Stories+from+My+Mixtape%3A+The+Paris+Attacks%2FLa+Vie+En+Rose

Stories from My Mixtape is a column written by staff writer Jenny Zhu, centered around a certain song chosen to be played as you read the post.

It’s 2 a.m. My mind is on the hefty task of starting the JRP, but my fingers are poised on the keyboard to write this post and my heart is in Paris.

If you didn’t know what happened in Paris, a group of Muslim extremists attacked at a rock concert among other public spaces, including streets and near a soccer stadium, resulting in approximately 150 dead and an atmosphere of fear and terror throughout the city.


Attacks occurred in these locations around the city. Source: openstreetmap.org

The fact that I know I’ll wake up tomorrow morning safe in my bed and see the smiling faces of my family, alive, almost feels like a crime to me, especially knowing the horrors gripping citizens just miles away in Paris. To see bloodshed and violence in streets, at concert halls and restaurants that you had felt safe in hours earlier is something I hope no one would ever have to experience.

I’m really astonished that many people are taking to social media not to console victims, but to blame French Muslims as the cause of the terrorist attacks, posting photos reading, “Never ever trust a dirty [expletive] Muslim.” This is not the answer. In wake of violence caused by extreme hate and prejudice, perpetuating those exact feelings, of hate and prejudice, is not the answer.
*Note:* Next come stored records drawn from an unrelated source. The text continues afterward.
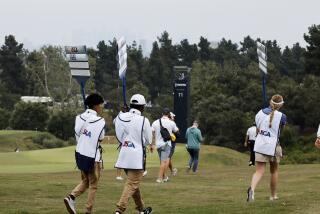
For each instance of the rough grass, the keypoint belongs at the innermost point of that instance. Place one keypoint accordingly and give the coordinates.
(37, 181)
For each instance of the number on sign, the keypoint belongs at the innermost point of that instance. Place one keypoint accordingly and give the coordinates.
(74, 49)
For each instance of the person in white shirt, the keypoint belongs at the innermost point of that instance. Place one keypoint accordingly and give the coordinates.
(89, 132)
(134, 133)
(250, 139)
(270, 121)
(173, 170)
(163, 146)
(317, 143)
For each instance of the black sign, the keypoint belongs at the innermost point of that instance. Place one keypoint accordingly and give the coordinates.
(181, 106)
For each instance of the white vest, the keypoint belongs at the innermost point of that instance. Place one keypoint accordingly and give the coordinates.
(88, 135)
(267, 138)
(129, 132)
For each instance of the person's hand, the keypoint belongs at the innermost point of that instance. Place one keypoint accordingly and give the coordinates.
(151, 148)
(317, 143)
(125, 108)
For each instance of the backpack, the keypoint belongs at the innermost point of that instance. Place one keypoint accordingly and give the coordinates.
(165, 134)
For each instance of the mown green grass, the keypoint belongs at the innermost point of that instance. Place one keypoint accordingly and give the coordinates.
(37, 181)
(24, 140)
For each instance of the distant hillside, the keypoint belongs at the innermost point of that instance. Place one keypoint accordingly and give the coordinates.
(28, 140)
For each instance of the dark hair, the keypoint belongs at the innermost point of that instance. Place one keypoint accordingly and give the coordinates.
(138, 107)
(93, 100)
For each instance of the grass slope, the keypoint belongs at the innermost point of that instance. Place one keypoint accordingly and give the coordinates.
(37, 181)
(24, 140)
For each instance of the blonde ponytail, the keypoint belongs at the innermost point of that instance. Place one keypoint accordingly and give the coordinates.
(276, 103)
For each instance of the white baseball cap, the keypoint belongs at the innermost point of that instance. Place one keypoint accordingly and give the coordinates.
(138, 99)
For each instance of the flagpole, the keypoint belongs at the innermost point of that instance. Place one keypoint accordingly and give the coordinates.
(264, 93)
(124, 91)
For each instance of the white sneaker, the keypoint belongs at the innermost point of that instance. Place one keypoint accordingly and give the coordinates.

To face the issues that we need to face, we need to come together, not point fingers. We are often so quick to place the blame, but in doing so forget the people that are suffering right now.

Not being brave enough to spread love and courage and hope for these victims, but instead making hurtful generalizations targeting part of the already-vulnerable French population – that is prejudice, that is cowardliness, that is apathy. I hate violence, but more than that, I hate prejudice, cowardliness and apathy, the very things that enable violence like this to happen.

To those like me, who have the privilege of safety in this time, the Paris Attacks compel us to console victims in any way we can and to honor the fact that life is truly a privilege, not just in France, but everywhere around the world. I have done so by donating to Samaritan’s Purse, which provides relief for families fleeing Islamic militants in the Middle East. We should look on our own lives as La Vie en Rose (“a beautiful life”), and hope that those lost in the Paris Attacks have passed on to La Vie en Rose, as well.

Commentaries are the expressed opinion of the author and do not necessarily reflect that of The Fourcast staff, its adviser or any member of the Hockaday community.